Even if we just limit the scope to the last month, we can see the discrimination at work. For the third consecutive season, the Black offensive coordinator of the best offense in the AFC, can barely get an interview; instead, the Giants hired the offensive coordinator of the third-best offense in the AFC, who is white. In Houston, David Culley was fired after one season for “philosophical differences”—supposedly either he or the team changed philosophies in the 12 months since he was hired.
And then you have Flores himself, who was unexpectedly fired by Miami, even though the team won eight of its final nine games and concluded its second consecutive season with a winning record (the first time the Dolphins had back-to-back winning seasons in nearly two decades). The media immediately considered him one of the best coaching options on the market, if not the single most coveted. And yet a slew of inexperienced white coaches were hired ahead of him. And then he receives a text message that the Giants have decided to hire someone else before he even interviews.
What more evidence do you want to show that Black coaches are discriminated against? Black coaches take longer to get hired, are quicker to be fired, perform better than white coaches when they do have the job, but are held to a higher standard of success—what other smoking gun is necessary?
The temptation is to look for evidence that a particular decision, like the Giants’ choice of Brian Daboll over Brian Flores, is motivated by racial animus. Sometimes the law even requires that, so people go hunting for a different kind of smoking gun, like some hypothetical text message that reads “Hello, it’s me, the racist. Would you like to do some discrimination with me??”
But of course it never works like that, which is why it is mistake to look for racism in people’s hearts and minds and bones. Racism does not exist inside you—it exists in the external world. We should look for racism in the material circumstances facing Black people. And part of what makes this lawsuit so exciting is the way it puts those material circumstances in such plain language.
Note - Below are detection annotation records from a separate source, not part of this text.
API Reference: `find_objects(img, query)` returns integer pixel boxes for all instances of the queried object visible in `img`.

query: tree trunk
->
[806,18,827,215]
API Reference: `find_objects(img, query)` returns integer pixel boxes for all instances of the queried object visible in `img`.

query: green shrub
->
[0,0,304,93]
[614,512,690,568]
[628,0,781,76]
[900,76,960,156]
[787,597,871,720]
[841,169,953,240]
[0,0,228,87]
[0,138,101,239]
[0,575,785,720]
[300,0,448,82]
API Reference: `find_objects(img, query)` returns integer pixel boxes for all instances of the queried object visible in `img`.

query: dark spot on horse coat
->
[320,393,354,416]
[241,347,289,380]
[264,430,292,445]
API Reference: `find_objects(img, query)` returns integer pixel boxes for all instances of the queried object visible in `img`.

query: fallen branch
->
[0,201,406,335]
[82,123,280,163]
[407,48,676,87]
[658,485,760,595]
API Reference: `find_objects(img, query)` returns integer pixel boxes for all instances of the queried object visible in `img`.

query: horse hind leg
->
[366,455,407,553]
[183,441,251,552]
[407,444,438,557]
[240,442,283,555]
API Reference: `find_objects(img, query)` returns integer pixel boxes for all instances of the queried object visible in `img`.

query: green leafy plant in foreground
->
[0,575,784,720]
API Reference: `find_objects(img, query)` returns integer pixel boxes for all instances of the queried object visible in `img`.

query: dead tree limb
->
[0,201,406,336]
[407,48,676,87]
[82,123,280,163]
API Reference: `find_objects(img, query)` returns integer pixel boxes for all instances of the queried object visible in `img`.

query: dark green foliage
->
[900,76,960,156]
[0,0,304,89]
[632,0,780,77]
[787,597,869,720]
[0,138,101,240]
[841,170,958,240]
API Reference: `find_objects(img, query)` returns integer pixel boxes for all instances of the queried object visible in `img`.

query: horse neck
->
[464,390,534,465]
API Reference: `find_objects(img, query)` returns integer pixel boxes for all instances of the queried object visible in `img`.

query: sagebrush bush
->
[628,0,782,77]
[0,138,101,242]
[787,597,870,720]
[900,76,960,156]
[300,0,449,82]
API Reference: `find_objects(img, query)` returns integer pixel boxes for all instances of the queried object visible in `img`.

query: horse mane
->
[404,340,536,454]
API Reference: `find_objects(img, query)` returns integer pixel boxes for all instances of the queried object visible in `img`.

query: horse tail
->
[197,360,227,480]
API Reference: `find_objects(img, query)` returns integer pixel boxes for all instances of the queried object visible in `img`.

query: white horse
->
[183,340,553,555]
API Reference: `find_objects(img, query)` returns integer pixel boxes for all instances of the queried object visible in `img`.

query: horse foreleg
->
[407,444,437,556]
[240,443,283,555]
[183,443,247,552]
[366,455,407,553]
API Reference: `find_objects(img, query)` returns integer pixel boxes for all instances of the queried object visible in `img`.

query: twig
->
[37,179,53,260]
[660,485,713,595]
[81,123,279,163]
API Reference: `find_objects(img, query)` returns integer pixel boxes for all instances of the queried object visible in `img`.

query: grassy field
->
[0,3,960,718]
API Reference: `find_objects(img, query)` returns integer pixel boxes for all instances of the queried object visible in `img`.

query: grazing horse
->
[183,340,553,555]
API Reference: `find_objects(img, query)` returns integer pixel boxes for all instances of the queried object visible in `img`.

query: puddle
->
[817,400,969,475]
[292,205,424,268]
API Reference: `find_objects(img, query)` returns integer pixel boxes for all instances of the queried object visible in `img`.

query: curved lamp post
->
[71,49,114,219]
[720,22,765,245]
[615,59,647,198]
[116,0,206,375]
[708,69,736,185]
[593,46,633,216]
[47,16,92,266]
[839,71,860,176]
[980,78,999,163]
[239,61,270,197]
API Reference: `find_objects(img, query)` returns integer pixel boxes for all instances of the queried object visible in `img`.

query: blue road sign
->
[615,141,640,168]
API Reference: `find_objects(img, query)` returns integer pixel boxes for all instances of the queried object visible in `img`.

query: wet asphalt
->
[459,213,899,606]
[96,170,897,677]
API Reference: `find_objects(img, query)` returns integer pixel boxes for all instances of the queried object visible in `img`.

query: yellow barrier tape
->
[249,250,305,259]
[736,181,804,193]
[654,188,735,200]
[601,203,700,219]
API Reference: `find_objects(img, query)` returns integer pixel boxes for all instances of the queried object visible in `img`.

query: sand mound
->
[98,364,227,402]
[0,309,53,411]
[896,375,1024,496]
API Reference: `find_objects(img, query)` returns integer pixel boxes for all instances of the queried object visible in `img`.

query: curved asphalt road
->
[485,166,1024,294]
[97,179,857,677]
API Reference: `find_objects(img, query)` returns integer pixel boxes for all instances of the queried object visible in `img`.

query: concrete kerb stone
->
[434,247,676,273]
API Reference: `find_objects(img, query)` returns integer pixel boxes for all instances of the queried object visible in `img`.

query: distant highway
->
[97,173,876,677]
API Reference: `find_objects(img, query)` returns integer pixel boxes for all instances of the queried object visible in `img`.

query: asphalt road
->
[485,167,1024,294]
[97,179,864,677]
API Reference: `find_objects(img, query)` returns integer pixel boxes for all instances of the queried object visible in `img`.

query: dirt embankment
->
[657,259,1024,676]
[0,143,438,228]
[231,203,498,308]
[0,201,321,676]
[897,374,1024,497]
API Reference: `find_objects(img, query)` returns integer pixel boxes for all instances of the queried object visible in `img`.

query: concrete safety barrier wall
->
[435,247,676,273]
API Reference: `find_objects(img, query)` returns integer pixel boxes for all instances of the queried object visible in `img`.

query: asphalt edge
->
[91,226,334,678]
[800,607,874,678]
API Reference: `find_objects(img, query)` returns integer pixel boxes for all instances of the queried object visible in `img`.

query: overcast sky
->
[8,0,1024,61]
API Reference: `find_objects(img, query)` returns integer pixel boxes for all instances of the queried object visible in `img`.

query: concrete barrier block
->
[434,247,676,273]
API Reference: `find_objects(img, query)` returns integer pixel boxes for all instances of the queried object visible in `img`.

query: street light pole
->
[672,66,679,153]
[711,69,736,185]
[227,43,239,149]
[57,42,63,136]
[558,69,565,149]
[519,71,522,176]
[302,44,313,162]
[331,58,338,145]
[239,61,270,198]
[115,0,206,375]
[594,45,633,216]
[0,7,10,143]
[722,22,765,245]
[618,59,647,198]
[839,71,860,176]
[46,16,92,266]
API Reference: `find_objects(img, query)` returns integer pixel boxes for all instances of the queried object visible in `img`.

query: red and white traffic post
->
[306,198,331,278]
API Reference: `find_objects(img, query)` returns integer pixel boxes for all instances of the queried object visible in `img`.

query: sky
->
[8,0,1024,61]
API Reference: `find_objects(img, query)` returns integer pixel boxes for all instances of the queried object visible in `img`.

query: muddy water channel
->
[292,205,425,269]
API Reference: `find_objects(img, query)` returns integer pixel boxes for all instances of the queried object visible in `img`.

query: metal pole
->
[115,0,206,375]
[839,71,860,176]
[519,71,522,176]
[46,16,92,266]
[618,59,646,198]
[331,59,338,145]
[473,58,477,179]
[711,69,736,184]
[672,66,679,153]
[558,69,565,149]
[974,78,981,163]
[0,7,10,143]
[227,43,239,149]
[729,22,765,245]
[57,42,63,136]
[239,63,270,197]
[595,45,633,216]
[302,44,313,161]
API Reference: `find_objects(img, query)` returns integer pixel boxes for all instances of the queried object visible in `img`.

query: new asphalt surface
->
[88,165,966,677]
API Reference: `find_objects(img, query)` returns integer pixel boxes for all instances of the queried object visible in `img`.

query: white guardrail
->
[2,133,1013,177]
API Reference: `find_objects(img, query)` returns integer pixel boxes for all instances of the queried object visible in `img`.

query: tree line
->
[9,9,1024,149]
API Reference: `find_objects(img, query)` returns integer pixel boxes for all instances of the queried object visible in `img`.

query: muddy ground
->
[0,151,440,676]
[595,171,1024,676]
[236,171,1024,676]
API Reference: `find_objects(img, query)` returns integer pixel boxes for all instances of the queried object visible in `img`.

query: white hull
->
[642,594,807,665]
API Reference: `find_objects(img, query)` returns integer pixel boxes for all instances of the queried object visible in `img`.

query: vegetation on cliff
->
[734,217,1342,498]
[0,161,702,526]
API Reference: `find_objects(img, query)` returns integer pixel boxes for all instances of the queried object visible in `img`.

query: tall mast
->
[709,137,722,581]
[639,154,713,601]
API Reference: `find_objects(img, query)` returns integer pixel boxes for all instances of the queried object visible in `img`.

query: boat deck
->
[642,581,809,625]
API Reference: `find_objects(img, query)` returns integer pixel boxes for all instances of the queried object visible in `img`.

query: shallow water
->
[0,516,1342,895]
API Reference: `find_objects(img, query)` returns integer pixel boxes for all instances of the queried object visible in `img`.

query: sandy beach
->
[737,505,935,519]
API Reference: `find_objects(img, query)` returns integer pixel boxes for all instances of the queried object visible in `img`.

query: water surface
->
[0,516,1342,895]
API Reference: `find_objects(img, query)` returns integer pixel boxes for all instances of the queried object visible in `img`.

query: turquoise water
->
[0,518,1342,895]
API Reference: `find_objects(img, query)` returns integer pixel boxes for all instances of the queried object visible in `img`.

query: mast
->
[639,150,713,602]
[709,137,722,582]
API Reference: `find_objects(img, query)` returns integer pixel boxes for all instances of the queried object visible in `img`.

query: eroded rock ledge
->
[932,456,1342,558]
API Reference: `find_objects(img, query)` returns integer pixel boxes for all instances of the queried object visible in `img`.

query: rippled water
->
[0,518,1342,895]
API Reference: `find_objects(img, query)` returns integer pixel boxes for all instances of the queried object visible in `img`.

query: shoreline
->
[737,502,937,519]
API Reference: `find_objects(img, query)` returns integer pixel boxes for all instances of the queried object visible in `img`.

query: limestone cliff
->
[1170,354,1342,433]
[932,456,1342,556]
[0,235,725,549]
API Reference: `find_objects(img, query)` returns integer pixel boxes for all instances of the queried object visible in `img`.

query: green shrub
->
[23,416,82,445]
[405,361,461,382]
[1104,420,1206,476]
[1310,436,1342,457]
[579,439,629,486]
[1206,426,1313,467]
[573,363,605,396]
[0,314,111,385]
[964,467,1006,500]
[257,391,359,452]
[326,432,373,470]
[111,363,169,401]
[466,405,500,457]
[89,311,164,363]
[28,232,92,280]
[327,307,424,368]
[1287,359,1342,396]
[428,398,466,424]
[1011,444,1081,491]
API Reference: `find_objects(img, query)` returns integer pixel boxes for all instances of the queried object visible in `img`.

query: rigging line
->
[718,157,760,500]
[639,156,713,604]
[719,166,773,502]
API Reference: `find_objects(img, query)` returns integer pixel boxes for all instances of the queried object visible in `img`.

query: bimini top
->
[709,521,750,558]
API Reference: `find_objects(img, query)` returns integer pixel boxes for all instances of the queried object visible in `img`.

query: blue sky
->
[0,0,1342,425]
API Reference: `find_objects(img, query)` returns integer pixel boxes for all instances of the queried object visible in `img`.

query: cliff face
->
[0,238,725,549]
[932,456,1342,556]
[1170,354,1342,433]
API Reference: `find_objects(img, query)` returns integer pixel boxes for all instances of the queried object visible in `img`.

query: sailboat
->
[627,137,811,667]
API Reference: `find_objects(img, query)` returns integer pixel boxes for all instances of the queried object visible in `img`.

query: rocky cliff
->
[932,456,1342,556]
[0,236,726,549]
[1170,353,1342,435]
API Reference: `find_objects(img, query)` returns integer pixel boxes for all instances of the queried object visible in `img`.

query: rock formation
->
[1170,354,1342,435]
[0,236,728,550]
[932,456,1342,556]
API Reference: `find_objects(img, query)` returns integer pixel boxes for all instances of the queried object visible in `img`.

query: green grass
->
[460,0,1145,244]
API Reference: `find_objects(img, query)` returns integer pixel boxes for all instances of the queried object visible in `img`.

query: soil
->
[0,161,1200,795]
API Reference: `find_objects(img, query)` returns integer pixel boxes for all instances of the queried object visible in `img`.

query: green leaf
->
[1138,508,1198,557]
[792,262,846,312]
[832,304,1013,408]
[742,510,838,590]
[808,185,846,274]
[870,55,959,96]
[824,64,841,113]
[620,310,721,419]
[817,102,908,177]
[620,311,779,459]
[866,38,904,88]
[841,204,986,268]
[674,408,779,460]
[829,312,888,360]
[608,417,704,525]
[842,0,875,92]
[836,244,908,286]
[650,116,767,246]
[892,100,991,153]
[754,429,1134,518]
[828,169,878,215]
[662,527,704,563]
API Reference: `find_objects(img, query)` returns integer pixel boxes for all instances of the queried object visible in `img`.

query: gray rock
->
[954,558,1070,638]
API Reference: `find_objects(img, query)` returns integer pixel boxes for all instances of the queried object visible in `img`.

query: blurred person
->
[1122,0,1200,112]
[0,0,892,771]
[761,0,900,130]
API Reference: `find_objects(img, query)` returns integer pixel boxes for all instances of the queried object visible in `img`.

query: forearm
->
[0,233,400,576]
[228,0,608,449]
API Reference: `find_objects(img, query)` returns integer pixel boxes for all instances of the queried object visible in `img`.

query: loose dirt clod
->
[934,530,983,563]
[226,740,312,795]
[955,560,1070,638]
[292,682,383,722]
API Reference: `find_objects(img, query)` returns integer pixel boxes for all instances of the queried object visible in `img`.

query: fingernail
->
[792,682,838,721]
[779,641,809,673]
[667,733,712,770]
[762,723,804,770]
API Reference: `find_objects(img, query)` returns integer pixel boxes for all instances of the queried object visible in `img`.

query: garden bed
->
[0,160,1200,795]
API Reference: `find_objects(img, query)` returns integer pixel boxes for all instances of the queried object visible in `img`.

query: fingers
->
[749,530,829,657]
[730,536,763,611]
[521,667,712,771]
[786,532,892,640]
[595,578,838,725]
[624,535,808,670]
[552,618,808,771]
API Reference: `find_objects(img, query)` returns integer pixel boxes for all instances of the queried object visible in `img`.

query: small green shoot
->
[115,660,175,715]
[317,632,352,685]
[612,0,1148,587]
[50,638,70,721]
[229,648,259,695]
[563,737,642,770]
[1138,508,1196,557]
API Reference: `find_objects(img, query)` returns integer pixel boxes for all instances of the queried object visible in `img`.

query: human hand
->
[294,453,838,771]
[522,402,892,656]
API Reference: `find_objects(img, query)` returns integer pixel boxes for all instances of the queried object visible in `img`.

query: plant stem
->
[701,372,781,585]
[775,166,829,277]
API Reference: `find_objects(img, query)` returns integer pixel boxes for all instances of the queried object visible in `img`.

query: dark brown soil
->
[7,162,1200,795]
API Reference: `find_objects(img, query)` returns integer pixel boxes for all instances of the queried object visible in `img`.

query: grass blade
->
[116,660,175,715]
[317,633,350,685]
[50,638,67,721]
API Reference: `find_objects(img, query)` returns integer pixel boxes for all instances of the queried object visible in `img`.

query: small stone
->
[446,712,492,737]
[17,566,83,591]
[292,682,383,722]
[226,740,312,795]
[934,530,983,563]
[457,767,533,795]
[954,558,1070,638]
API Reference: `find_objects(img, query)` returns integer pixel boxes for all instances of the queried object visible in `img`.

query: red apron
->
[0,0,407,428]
Reading the complaint, I could not help but think about baseball’s integration story, which followed a very similar trajectory. Specifically, I thought of how common it was for baseball teams in the 1940s and ‘50s to say, as the New York Giants said in their statement yesterday, that they were just looking for the best qualified candidates. “You’re not suggesting we sign a ballplayer/hire a coach JUST BECAUSE HE’S BLACK, are you? Surely we should pick the BEST PERSON FOR THE JOB—insisting on anything else would be SPECIAL TREATMENT and isn’t that the REAL RACISM??”
The defenses are identical, and if it sounds persuasive to you now, then you ought to consider what that means about whose side you would have been on then. If all the “best candidates” happen to be white, then perhaps there is something wrong with how we are defining “best.” That, more than the specific timeline of the Giants’ hiring process, is the real smoking gun.